3- Start the game by taking out a card (at random or of your choice) from each suit and place them on the table more or less at their correct final position (when the number lines are complete). The youngest player starts. They can complete each number line either from the left or from the right of the already placed card(s) in each suit. This will help children develop their ability to start counting forwards and backwards from any number.
B1. Battle (from Reception/Kindergarten onwards)
Battle is a nice game to play with young children to help them familiarise with numbers and have them practice comparing numbers (see for instance here).
A variant is to introduce a point system instead of winning cards: when one wins, they gain as many points as their number is more than that of the other player (and there is no ‘battle’ when both cards are the same value). The number of points can be materialised by counters (any small objects will work, e.g. paper clips, dry beans…), or, with older children, by coins (for this, you need to have a collection of small coins), which gives children the opportunity to manipulate coins and understand that different coins have different values. When playing with younger children, you can start only with the number cards from 1 to 5 to not get too difficult subtractions. The players put aside the cards that have been already played and count the points when there are no more cards left. Show your child(ren) that it is easier to count counters by making piles of ten counters — and it will reinforce the concept of place value.

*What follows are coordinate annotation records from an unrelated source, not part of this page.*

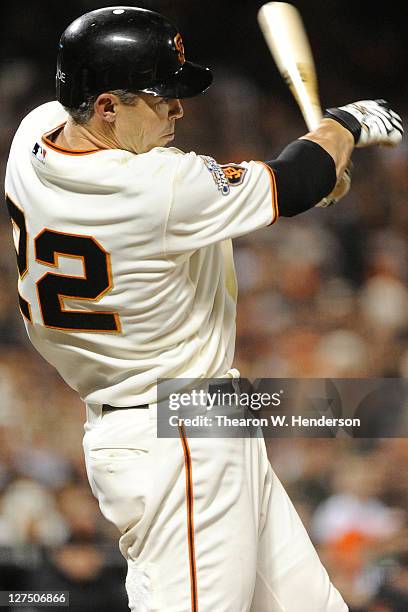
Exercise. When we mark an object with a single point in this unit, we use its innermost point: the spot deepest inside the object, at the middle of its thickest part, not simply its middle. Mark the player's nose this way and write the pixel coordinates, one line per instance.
(175, 109)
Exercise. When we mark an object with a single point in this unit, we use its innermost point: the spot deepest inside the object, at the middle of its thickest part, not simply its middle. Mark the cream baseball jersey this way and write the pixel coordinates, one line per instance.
(125, 261)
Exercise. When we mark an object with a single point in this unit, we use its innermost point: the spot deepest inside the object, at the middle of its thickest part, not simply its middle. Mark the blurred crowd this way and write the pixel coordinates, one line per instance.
(324, 294)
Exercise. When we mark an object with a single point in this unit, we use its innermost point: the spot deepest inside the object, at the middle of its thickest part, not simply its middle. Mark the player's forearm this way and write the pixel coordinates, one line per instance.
(336, 140)
(305, 173)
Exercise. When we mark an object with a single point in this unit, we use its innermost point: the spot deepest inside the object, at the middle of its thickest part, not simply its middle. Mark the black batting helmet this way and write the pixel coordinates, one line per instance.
(124, 47)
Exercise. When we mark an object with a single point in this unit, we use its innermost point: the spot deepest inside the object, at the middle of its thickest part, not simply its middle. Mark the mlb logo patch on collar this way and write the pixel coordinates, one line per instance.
(39, 152)
(234, 173)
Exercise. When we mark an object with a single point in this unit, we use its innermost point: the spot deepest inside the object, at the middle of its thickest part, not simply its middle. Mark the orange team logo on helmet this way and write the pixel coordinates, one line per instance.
(234, 173)
(178, 41)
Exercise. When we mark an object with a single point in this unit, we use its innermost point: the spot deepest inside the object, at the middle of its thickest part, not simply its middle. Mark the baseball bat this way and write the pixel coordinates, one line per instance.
(286, 37)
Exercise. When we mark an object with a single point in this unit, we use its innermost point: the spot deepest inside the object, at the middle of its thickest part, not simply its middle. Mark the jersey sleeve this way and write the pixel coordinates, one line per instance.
(213, 202)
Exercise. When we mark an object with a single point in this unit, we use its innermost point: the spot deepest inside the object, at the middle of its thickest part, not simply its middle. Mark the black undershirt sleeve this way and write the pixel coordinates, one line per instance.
(305, 173)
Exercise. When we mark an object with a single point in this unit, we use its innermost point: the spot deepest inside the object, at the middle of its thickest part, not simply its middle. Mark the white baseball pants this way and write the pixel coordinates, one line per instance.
(206, 525)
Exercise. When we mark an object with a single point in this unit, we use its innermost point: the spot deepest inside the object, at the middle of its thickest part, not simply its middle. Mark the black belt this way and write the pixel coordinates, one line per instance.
(108, 408)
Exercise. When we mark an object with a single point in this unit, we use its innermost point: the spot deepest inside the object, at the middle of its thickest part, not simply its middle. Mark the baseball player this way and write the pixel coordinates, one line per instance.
(126, 276)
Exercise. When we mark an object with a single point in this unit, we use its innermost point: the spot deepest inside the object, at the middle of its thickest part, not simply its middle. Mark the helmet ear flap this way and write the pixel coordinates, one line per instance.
(125, 48)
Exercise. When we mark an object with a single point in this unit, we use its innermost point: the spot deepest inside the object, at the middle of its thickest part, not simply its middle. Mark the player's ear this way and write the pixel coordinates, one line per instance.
(106, 107)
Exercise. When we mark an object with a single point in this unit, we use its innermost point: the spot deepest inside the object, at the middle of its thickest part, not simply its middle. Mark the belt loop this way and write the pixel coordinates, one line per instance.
(93, 415)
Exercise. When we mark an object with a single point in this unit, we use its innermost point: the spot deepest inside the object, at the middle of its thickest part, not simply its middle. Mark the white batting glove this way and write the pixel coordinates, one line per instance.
(370, 121)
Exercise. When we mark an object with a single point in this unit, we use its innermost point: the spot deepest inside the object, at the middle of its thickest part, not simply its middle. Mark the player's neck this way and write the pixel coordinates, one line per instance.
(83, 137)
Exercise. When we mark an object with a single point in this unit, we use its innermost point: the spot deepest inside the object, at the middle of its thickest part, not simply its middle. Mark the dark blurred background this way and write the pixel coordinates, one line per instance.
(324, 294)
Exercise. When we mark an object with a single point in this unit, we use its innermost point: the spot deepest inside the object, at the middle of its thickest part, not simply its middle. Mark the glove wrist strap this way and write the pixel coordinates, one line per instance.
(346, 119)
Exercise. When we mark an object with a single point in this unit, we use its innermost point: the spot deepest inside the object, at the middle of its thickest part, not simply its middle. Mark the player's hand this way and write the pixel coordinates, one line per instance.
(370, 121)
(341, 189)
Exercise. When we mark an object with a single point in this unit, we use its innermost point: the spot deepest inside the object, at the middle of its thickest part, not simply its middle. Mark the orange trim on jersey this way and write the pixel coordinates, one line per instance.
(14, 224)
(190, 517)
(274, 191)
(61, 296)
(64, 151)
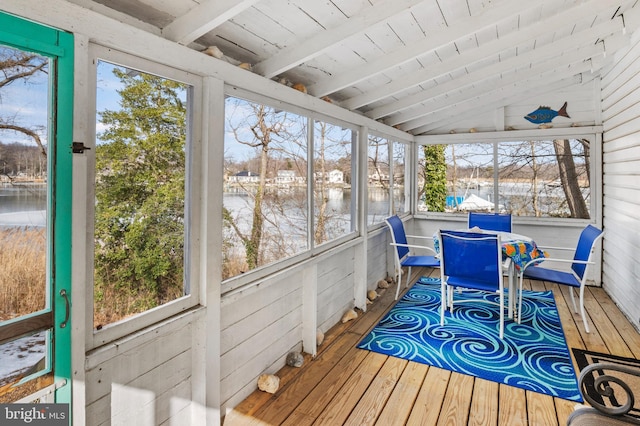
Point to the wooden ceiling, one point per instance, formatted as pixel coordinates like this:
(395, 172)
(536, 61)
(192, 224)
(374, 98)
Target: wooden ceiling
(407, 63)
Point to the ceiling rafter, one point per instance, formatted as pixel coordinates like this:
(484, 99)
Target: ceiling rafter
(485, 95)
(464, 27)
(498, 102)
(490, 49)
(546, 71)
(204, 18)
(307, 49)
(565, 46)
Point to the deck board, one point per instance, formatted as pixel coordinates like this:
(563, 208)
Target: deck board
(346, 385)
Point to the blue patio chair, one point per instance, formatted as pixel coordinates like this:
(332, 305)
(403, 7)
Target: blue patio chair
(490, 221)
(575, 278)
(403, 254)
(472, 261)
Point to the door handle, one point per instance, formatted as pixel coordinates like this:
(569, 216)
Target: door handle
(63, 293)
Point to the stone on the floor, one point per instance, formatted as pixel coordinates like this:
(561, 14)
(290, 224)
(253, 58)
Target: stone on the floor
(268, 383)
(295, 359)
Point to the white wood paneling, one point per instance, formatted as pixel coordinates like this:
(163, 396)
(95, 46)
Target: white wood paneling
(137, 376)
(621, 194)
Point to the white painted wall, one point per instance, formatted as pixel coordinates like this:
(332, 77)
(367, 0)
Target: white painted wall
(621, 155)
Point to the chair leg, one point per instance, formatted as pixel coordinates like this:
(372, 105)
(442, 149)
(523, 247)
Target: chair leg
(502, 313)
(443, 301)
(573, 300)
(398, 282)
(583, 313)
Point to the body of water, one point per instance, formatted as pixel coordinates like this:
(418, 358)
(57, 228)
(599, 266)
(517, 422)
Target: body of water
(23, 205)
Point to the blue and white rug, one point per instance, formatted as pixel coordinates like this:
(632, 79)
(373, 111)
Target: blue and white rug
(533, 355)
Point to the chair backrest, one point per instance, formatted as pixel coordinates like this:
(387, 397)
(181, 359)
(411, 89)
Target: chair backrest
(398, 236)
(588, 238)
(472, 256)
(490, 221)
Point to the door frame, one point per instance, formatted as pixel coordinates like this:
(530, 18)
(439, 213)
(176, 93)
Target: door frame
(59, 46)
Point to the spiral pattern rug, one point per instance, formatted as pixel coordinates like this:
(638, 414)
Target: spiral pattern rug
(532, 355)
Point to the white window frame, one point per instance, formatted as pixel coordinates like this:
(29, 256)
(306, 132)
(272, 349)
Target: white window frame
(194, 186)
(593, 133)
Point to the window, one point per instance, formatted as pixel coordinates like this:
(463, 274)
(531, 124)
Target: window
(333, 206)
(400, 154)
(265, 191)
(538, 177)
(378, 179)
(143, 191)
(287, 185)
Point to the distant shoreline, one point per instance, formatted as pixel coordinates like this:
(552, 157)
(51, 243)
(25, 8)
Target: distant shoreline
(34, 218)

B2. Battle Variant (from Year 3/Grade 2 onwards)
Same as above, but instead of having no battle when the cards are the same, you continue as if you were playing the actual game and continue the battle until it is won. When it is won, the wining player multiplies their first and last cards in the battle together and subtracts the product of the losing player’s first and last cards to make the number of points won from that battle.
C. Race to 100 (from Year 1/Grade 1 onwards)

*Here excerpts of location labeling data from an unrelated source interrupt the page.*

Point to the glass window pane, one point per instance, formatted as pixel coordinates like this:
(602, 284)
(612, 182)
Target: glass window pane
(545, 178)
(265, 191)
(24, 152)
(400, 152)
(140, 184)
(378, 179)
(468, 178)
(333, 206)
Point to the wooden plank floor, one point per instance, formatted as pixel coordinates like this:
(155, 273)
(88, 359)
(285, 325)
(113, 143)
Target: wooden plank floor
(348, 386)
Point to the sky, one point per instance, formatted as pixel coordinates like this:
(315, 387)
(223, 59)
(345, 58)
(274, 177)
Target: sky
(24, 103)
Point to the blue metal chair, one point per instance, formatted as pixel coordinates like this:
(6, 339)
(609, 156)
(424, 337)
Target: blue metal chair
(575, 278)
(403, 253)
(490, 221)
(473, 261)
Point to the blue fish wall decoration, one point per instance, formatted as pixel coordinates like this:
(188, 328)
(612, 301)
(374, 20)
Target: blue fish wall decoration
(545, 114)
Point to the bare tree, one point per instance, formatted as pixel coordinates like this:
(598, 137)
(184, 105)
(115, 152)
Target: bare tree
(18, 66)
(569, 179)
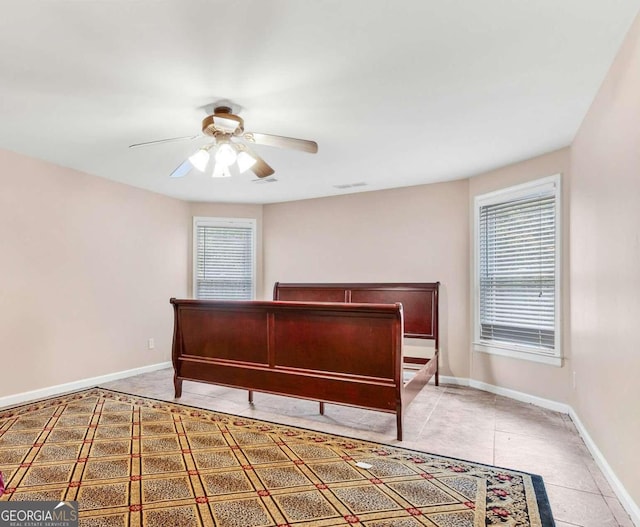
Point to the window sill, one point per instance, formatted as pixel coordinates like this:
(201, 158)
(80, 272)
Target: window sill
(517, 353)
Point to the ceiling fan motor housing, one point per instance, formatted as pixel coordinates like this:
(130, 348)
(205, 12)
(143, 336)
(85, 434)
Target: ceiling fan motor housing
(222, 121)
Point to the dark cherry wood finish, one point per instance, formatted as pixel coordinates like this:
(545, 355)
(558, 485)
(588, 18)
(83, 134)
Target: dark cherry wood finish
(419, 302)
(329, 352)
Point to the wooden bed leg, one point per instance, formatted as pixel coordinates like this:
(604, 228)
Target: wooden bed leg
(177, 384)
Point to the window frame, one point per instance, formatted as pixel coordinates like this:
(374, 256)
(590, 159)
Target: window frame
(198, 221)
(550, 185)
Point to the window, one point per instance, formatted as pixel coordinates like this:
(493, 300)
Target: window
(517, 278)
(224, 258)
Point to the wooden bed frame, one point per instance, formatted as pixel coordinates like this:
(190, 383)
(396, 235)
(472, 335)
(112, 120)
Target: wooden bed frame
(347, 353)
(419, 301)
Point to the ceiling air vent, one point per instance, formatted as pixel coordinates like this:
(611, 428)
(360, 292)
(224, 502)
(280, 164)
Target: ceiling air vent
(350, 185)
(265, 180)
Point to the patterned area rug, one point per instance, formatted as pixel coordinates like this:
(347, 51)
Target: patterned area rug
(133, 461)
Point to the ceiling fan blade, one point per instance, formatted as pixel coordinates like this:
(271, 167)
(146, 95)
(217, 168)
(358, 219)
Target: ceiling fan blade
(281, 142)
(182, 169)
(260, 168)
(160, 141)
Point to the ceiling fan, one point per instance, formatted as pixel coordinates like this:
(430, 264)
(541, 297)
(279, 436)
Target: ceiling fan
(231, 146)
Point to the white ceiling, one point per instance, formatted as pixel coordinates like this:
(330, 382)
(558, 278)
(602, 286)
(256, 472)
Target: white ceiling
(396, 93)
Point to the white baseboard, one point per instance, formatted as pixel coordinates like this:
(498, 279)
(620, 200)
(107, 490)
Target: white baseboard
(456, 381)
(625, 499)
(12, 400)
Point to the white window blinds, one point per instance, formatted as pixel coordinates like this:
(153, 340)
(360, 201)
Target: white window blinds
(224, 256)
(517, 262)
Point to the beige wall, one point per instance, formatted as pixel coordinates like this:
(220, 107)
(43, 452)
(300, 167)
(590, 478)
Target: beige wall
(229, 210)
(541, 380)
(88, 267)
(605, 266)
(409, 234)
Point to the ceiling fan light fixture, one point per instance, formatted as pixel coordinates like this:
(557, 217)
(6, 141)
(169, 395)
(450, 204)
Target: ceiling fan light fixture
(220, 170)
(200, 159)
(226, 155)
(245, 161)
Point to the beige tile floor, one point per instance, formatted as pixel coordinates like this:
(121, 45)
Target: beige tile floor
(448, 420)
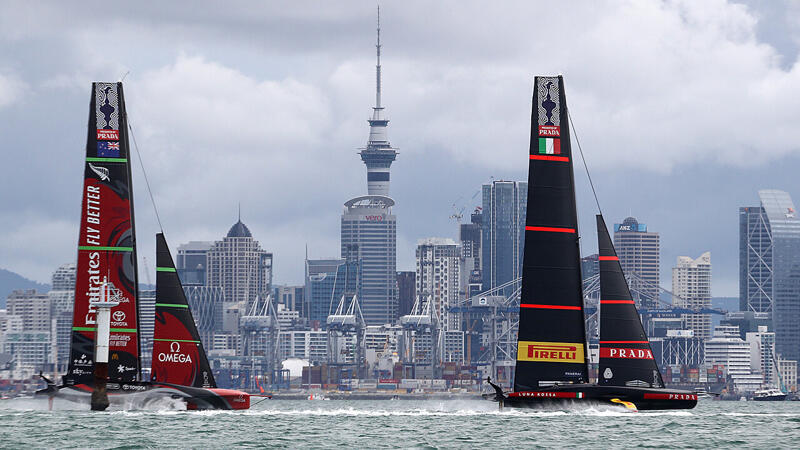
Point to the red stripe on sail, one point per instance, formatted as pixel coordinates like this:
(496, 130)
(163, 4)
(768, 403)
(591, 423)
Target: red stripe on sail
(535, 306)
(550, 158)
(551, 229)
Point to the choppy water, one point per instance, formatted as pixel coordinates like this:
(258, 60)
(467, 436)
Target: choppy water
(401, 423)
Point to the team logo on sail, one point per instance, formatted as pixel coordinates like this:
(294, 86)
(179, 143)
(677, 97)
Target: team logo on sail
(550, 352)
(626, 353)
(101, 172)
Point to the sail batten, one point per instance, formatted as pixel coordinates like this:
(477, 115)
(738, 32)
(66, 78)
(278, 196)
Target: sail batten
(106, 243)
(551, 347)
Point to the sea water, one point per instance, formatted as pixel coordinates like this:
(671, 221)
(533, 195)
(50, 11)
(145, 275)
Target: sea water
(27, 423)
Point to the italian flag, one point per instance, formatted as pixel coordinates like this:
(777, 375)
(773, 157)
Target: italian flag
(549, 146)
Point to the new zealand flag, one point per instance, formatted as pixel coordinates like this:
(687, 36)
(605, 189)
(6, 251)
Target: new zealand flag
(108, 149)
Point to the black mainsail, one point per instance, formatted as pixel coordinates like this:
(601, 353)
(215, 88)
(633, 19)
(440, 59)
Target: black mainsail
(552, 338)
(178, 354)
(106, 243)
(552, 366)
(625, 355)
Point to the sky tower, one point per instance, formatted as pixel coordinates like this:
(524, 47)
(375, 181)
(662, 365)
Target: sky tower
(369, 229)
(378, 155)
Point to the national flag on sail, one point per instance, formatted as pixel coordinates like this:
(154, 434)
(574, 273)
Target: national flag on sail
(108, 149)
(549, 146)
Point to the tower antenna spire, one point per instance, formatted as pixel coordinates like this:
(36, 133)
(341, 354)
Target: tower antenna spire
(378, 66)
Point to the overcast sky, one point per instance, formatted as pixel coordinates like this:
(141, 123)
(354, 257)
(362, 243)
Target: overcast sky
(684, 110)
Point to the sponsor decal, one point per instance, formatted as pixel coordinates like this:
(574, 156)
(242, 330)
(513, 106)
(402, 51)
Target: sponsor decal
(670, 396)
(549, 108)
(547, 394)
(175, 355)
(108, 149)
(108, 135)
(549, 146)
(550, 352)
(106, 106)
(625, 353)
(101, 172)
(549, 131)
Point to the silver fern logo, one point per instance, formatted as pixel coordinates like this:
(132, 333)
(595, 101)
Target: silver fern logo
(101, 172)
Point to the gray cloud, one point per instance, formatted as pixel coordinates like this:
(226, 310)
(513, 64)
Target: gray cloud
(266, 105)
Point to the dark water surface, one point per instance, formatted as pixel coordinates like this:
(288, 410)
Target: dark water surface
(401, 423)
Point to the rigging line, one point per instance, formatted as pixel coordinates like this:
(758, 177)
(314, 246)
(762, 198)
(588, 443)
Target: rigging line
(577, 141)
(146, 181)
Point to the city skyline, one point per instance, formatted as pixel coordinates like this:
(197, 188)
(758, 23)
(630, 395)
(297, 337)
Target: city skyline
(255, 117)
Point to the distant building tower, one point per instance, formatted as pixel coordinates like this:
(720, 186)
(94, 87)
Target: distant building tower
(691, 284)
(769, 266)
(639, 255)
(590, 266)
(62, 298)
(368, 227)
(763, 359)
(191, 262)
(437, 278)
(469, 236)
(406, 292)
(505, 205)
(239, 265)
(33, 307)
(378, 155)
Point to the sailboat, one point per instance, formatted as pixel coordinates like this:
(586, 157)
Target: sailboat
(552, 361)
(107, 266)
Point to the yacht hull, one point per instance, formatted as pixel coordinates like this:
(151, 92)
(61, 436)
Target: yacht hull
(642, 399)
(140, 394)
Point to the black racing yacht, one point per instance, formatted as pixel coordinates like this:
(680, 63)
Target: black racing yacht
(552, 357)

Prepare a collection of 1p and 10p coins or of smaller and larger objects (dry beans, paper clips, dry beans, lego bricks — e.g. one brick and 10 such small bricks attached together). The game can be played with number cards from 1–10 or with a 10-sided die. At each turn, players take a card at random from the pack or roll the die. They look at the number and take the corresponding number of small objects. As soon as they have 10 small objects, they exchange them against one larger object (which has therefore a value of 10, while the smaller object has a value of 1). The winner is the first to reach 100 (= 10 larger objects).
During the game, regularly reinforce the concept of place value by counting how many points your child has, showing the correspondence between the way a number is written (don’t hesitate to write it) and the number of larger (tens) and smaller objects (ones) that represent this number and also the name of the number — the logic is more apparent above forty, but you can say that if we applied the same logic, 11 would be called onety-one, 23 twoty-three, etc.
Extension: go backwards using subtraction once you have reached 100.
D. Variant of Black Peter (from Year 2/Grade 1 onwards)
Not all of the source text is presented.